Cezaevlerinde toplam 385 kişi yaşamını yitirdi;

- 144 kişi kuşkulu bir şekilde öldü.

- 14 kişi açlık grevinde öldü.

- 16 kişi 'kaçarken' vuruldu.

- 95 kişi 'çatışmada' öldü.

- 73 kişiye 'doğal ölüm raporu' verildi.

- 43 kişinin 'intihar ettiği' bildirildi.
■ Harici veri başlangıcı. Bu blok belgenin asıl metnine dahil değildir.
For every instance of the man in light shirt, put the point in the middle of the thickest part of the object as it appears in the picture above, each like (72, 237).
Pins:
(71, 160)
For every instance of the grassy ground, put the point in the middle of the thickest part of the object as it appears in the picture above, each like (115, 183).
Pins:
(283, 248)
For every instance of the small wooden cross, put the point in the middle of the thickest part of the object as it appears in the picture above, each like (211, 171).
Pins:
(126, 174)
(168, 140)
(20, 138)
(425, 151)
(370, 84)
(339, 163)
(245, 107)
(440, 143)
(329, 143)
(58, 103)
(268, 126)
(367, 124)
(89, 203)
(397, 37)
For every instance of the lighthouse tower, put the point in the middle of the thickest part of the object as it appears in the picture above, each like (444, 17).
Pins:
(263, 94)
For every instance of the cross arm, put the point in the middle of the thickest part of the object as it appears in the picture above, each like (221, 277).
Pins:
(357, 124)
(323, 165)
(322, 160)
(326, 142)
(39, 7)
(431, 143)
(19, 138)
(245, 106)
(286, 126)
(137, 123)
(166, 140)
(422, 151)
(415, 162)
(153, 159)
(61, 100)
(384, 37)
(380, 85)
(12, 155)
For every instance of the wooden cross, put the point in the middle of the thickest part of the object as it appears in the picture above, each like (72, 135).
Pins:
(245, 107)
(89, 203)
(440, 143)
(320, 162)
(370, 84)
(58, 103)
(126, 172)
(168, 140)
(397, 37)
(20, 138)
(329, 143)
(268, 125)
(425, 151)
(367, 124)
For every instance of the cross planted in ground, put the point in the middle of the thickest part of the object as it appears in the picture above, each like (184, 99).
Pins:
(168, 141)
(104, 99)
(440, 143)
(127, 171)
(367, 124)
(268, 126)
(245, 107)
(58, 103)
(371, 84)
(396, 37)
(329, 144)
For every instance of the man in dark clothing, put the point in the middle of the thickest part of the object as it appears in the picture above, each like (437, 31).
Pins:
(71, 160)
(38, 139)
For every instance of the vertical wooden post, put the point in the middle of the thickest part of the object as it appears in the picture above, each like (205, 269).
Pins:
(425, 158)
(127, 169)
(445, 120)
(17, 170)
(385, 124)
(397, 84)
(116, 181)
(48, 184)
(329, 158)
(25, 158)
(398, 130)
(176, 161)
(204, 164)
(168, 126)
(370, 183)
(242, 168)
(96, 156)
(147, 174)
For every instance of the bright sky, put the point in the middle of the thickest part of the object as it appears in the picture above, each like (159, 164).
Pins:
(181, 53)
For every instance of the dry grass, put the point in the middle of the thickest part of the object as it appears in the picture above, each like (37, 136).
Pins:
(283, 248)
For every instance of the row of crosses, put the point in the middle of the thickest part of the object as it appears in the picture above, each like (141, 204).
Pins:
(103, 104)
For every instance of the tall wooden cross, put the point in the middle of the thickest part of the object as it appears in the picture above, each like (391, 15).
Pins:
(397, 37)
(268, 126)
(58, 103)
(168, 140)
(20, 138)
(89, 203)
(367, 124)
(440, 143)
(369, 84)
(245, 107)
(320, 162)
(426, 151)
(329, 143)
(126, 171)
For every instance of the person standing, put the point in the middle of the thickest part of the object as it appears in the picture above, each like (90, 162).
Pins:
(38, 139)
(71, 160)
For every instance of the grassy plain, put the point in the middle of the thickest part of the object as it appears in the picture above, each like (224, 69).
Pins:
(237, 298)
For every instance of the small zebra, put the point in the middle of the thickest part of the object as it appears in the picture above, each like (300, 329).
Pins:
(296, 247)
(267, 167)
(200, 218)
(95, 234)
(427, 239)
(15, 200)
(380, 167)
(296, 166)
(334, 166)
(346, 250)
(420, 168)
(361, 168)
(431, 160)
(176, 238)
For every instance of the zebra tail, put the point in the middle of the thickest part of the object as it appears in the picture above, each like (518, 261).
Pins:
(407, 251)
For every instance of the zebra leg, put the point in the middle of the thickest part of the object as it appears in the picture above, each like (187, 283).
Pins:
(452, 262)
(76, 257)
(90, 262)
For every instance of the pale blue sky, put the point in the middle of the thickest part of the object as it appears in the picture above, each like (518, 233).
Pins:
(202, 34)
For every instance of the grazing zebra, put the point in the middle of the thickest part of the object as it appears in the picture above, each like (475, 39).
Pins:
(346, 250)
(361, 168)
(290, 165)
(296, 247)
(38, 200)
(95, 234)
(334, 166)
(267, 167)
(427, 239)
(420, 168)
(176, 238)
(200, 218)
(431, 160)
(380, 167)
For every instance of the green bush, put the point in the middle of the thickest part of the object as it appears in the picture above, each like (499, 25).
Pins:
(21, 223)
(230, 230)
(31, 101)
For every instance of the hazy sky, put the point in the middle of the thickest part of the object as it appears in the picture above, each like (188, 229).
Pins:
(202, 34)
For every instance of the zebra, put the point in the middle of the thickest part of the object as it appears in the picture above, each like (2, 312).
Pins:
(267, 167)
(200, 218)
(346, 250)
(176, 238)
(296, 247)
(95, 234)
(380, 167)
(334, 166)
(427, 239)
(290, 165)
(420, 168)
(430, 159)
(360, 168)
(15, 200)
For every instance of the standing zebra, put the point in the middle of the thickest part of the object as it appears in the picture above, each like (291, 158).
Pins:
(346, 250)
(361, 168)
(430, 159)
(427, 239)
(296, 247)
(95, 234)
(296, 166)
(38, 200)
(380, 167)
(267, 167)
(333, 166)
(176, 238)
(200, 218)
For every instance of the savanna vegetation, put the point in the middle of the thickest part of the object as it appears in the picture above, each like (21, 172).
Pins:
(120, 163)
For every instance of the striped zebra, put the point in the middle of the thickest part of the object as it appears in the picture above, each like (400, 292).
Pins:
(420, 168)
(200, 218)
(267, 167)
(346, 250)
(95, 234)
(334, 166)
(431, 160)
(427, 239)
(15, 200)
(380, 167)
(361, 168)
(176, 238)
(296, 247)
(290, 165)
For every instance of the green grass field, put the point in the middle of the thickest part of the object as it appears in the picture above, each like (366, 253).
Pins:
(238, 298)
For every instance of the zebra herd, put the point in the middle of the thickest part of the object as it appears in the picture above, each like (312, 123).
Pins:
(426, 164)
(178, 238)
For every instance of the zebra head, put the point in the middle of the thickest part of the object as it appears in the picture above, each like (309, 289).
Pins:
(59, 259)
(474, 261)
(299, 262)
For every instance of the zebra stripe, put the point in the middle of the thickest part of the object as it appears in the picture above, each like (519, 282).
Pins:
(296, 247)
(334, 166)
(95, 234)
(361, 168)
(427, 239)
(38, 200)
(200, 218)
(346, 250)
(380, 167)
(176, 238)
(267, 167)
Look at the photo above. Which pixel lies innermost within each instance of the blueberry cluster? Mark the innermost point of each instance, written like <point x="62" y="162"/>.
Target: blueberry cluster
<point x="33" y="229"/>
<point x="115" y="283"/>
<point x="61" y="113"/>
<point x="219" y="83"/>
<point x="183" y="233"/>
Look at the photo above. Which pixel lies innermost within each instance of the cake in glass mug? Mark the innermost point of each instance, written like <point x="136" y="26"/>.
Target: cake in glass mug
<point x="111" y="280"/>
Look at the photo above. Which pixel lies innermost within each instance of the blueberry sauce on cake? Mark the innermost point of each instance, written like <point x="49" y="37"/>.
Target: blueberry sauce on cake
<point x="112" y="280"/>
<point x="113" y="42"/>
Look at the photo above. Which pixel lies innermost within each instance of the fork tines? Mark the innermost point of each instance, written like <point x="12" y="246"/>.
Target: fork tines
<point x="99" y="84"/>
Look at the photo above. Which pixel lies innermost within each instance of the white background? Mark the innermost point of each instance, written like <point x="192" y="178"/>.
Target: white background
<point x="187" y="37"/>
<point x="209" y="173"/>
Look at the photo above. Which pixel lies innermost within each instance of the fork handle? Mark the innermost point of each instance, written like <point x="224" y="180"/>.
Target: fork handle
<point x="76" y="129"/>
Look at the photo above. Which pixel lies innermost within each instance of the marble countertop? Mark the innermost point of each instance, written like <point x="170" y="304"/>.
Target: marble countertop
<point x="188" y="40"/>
'bu utanç tablosunun cezasız kalmasına göz yummak, demokrasi inancıyla ne derece bağdaşır?' sorusuna yanıt bulmadan, 'bu yaşananların baş sorumlusu olan 95 yaşındaki bir adamın yargılanmasını yermek ne derece doğrudur?' sorusunun yanıtını aramak pek de doğru olmayacaktır kanısındayım.

edit : yazım kuralları.
sadece türkiye de olabilecek bir olaydır. ve ne yazık ki bunu görüp bakın hükümetimiz her şeyi açığa çıkarıyor diyen insanlar var.
her şey m.ö 220'de mete han'ın orduda onluk sistemi kurmasıyla başladı. temele inmek lazım.
bu gün orada müdahil olan 105 yaşında bir anne vardı. oğlunun mezarının nerede olduğunu bilmek isteyen. o kadın için oğlunun mezarını bulan adam kahramandır.
"yargılamayıp da bu fırsatı kaçıralım mı ?".
Bunu tartışmak kararı etkilemeyecektir ama (bkz: gizem için ilik) birçok hayatı değiştirebilir. lütfen, (bkz: gizem için ilik).
bugüne kadar iktidara gelenler hep biz darbenin birinci mağduruyuz deyip darbe üzerinden nemalandı. ama hiç biri darbeyi yargılamayı teklif dahi edemedi. işte bu zihniyet yüzünden ak parti bugün kahraman gibi algılanıyor toplumun zihninde.
kenan evreni kesinlikle savunmuyorum ama bizim vatandaşlarımız da saf olmasaymış. ajan oyununa gelmeselermiş. ülkede sağ-sol çatışması varmış edasını yaratan, ve nihayetinde amacına ulaşan gizli servis yavşaklarına kanmasalarmış. belki ordunun müdahalesi gerekmezdi o zaman ne olacaktı. 1980 lerde güvenliğimizden sorumlu olan emniyet teşkilatı bile iki gruba ayrılmıştı. (bkz: pol der)- (bkz: pol bir) diye. hatta bu iki grup bir birilerini bile öldürmeye başlamıştı. o zaman ki hükümet akıllı davranıp halkı sakinleştiremedi. yapmayıp allah aşkına, tek suçlu kenan evren mi? tahsin şahinkaya mı? ancak gülerim ben buna...!
yasi problem ediliyorsa yasi kucultturulup yargilanabilir pekala, zamaninda cocuk yastakilerin yasini buyutup astirdigi gibi.
önemli olan kenan evren'in yaşı değildir. Zaten beyni olan aklın yaşta olmadığını anlamıştır. Asıl nokta yaptıklarından hesap sorulmasının niye bu kadar gecikmiş olmasıdır, iktidara söylüyorum bunları kürt açılımı dediniz, sahte gündemler yaratıp halkı oyaladınız. neden 10 yıl beklediniz şu yasayı kaldırmak için. jeton sonradan mı düştü? hiç zannetmiyorum. ikinci soruya gelecek olursak: 12 eylül 1980 travmasının asıl sorumlusu sadece kenan evren midir? işkenceci faili meçhuller nerede onları yakalayabildiniz mi? ne oldu onlara buharlaştılar mı amk evlatları?
durmak yok uyumaya devam..
yargılanan 95 yaşındaki adam değildir. vicdanlardır.
yargılayanlar da kahraman değil, korkaklardır...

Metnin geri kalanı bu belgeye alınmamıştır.